ABSTRACT: We used a spatial model of destructive grazing of kelp beds by dense aggregations (fronts) of sea urchins Strongylocentrotus droebachiensis, together with measures of sea urchin absorption efficiency and fecal degradation rate, to predict rates of fecal production and accumulation during the transition from a kelp bed to a barrens state in a rocky subtidal ecosystem of Nova Scotia, Canada. The rate of fecal production as dry mass reached 9.17 g m–2 d–1 at 10 yr after the formation of a grazing front, with associated rates of carbon and nitrogen production of 2.12 g C m–2 d–1 and 0.21 g N m–2 d–1. Fecal production rate exceeded the rates of physical, chemical, and microbial degradation, such that up to 193.6 g of feces, 70.2 g of C, and 4.0 g of N accumulated per linear m of front after 10 yr.
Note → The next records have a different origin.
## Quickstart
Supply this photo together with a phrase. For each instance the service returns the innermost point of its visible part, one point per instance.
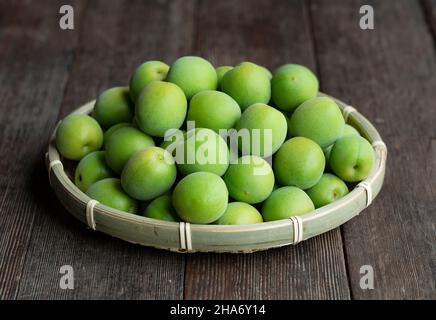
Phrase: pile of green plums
(126, 161)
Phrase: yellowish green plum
(122, 144)
(200, 197)
(78, 135)
(110, 193)
(248, 84)
(240, 213)
(146, 73)
(112, 129)
(160, 106)
(328, 189)
(291, 85)
(214, 110)
(318, 119)
(299, 162)
(193, 74)
(149, 173)
(352, 158)
(286, 202)
(349, 130)
(267, 128)
(161, 208)
(202, 150)
(113, 106)
(250, 179)
(220, 72)
(91, 169)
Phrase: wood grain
(389, 74)
(35, 56)
(115, 37)
(263, 32)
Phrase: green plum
(90, 169)
(214, 110)
(267, 129)
(299, 162)
(250, 179)
(286, 202)
(352, 158)
(149, 173)
(110, 193)
(202, 150)
(112, 129)
(350, 130)
(238, 213)
(113, 106)
(78, 135)
(248, 84)
(146, 73)
(193, 74)
(220, 72)
(267, 72)
(291, 85)
(172, 140)
(160, 106)
(328, 189)
(319, 119)
(200, 197)
(161, 208)
(122, 144)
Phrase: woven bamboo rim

The extent of sea urchin grazing fronts along the Atlantic coast of Nova Scotia was estimated at 280 km in 2000, which translates to a total fecal production rate of 6423 kg of feces d–1 and an accumulation of 54200 kg of feces after 10 yr of front formation, based on our model. This temporally variable flux of organic matter likely has a profound effect on adjacent deeper-water macrobenthic communities utilizing the feces as a food source.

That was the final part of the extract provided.